During the semester, besides the lab activities, students work on their projects. Each project is assigned to a pair of students, except when a student continues with the project in the following two semesters as his diploma thesis topic.
Semester project topics
The topics of projects selected for the summer semester 2020/2021 are the following:
- Automatic identification of stars in AMON data
- Generating airglow images and star identification in AMON ACC data
- Cloud coverage identification over a parameterized area
- Land classification using Sentinel-2 data
- Selecting satellite data under the ISS orbital track
- A comparison of cloud detection methods on Sentinel-2 data
- Visualization of Normalized Satellite indexes using Sentinel-2 data
- Identification of solar wind detected on Earth in Voyager data
- Unsupervised classification of Earth Observation data
General organizational notes
- There is a private Gitlab group for each project. Project members should have access to it.
- Students should create at least one Gitlab project (git repository) inside the group mentioned above. It should be the main git repository of the project.

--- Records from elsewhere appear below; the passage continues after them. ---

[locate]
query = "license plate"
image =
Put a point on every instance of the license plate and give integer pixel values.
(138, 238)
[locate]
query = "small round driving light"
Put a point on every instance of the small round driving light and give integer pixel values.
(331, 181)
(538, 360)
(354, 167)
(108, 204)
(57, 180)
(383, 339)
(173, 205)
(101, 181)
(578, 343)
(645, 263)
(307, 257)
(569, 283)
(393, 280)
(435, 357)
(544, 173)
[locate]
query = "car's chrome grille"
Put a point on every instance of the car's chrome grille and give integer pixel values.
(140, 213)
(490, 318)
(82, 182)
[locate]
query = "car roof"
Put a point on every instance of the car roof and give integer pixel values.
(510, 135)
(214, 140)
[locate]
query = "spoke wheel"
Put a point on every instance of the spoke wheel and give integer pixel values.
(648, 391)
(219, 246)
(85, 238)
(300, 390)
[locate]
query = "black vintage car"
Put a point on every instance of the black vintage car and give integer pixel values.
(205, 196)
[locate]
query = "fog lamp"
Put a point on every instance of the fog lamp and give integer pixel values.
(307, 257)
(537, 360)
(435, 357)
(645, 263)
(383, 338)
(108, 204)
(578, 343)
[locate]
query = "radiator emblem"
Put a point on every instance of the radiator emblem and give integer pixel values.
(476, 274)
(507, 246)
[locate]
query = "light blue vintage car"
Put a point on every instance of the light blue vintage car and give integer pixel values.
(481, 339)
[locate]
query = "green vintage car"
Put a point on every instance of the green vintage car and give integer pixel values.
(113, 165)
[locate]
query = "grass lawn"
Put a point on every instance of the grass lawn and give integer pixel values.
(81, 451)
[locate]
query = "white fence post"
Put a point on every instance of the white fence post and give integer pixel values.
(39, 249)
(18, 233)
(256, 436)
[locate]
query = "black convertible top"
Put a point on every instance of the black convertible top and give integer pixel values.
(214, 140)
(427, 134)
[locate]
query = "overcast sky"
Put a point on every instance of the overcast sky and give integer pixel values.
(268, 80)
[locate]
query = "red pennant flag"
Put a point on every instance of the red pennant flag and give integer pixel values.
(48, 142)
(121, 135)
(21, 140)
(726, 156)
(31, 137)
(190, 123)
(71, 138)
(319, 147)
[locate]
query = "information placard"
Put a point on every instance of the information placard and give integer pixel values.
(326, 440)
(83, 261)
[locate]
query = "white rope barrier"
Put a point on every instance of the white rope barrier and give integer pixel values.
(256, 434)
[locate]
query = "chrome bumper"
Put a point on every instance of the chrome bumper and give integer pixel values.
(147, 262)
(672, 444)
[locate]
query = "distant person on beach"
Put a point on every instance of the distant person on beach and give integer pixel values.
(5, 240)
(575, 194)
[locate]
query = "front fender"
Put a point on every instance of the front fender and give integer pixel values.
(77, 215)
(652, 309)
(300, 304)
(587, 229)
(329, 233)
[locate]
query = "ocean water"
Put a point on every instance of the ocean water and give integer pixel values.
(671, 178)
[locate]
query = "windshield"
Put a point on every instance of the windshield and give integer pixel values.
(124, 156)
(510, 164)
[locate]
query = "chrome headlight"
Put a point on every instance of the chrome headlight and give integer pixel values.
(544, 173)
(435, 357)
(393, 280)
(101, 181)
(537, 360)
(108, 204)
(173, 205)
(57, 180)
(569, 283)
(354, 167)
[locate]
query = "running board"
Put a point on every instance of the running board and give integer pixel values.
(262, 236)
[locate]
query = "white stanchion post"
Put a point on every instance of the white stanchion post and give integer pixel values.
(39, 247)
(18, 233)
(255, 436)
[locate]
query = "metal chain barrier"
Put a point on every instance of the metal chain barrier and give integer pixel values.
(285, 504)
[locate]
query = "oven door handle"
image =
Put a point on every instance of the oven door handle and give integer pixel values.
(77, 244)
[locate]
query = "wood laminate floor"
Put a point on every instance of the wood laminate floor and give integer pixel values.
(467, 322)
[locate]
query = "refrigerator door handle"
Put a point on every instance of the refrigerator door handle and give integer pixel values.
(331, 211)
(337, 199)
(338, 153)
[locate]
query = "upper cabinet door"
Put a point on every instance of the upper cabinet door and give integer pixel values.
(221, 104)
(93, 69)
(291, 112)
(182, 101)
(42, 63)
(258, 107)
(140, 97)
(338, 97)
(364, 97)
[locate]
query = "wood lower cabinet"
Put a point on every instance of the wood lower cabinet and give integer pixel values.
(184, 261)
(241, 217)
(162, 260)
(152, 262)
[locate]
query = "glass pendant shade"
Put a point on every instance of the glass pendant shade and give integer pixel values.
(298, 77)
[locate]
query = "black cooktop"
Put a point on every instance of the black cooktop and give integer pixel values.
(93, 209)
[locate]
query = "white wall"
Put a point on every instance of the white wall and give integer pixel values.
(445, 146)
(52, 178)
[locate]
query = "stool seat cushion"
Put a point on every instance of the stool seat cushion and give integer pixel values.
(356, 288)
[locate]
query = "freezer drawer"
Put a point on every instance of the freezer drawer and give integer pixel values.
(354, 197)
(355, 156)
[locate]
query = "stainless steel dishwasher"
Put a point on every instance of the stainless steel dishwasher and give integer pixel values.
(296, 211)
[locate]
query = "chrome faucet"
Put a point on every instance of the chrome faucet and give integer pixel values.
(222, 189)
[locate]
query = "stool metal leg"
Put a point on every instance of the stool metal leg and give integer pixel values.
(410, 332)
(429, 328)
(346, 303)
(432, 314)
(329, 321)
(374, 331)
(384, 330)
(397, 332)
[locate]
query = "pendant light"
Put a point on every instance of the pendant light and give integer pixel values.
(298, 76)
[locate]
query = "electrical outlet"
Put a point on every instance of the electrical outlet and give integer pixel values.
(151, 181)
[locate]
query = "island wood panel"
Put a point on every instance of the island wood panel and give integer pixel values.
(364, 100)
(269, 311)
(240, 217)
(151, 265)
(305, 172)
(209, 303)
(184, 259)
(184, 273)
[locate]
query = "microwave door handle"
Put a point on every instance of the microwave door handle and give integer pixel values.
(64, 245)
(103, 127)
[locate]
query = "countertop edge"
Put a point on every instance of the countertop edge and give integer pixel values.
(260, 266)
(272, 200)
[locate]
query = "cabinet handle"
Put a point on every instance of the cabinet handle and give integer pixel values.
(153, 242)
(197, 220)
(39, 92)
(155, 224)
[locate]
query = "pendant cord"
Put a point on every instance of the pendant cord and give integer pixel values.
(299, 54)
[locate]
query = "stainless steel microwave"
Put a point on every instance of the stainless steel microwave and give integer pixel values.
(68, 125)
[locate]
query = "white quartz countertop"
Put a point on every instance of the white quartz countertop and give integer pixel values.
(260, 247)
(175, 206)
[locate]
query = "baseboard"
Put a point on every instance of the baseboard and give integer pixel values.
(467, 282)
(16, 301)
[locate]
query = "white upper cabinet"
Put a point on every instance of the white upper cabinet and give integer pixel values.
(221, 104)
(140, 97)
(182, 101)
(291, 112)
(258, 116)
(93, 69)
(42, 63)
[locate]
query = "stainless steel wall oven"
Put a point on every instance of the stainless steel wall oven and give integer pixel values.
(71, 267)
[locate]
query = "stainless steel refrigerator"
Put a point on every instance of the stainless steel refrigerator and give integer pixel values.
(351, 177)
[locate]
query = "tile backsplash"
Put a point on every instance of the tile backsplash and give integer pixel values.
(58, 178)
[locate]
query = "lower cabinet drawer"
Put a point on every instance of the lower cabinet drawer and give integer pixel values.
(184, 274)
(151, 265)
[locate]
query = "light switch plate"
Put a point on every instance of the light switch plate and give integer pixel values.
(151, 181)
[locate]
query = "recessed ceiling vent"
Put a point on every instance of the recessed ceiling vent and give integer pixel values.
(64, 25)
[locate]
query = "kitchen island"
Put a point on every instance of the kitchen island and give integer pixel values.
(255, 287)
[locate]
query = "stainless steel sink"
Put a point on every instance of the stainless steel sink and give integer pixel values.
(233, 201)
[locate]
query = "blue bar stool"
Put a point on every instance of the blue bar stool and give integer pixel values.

- The main repository of the project should contain
CHANGELOG.md
file. The changelog should report on changes to the code but also any activity related to the project. There should be at least one report per week. Read about changelogs. - If students are working on a review of the state of art as a part of the project activities, the review can be in any format. It does not need to be saved in the repository, but then there needs to be provided URL address of this review in the changelog and maybe also in
README.md
. - Each team should prepare a presentation of their project – something to say, show, a few supporting slides. This will be presented during the last week of the course.
Diploma theses
Besides these topics, four students working on a diploma theses related to the analysis of space data:
- Mapping of cloud and meteorological measurements into observations of Mini-EUSO detector
- Development of autonomous operation of a full-sky airglow camera
- Detection of meteors in measurements of Mini-EUSO experiment using machine learning methods
- Processing of data from EUSO experiments using neural networks
Each semester topic has associated a webpage, which provides additional information, and it will be updated during the semester as students raise questions or some other issues arise.
Each project is assigned a Mattermost “channel,” which will serve as a forum for discussions and consultations regarding the semester project.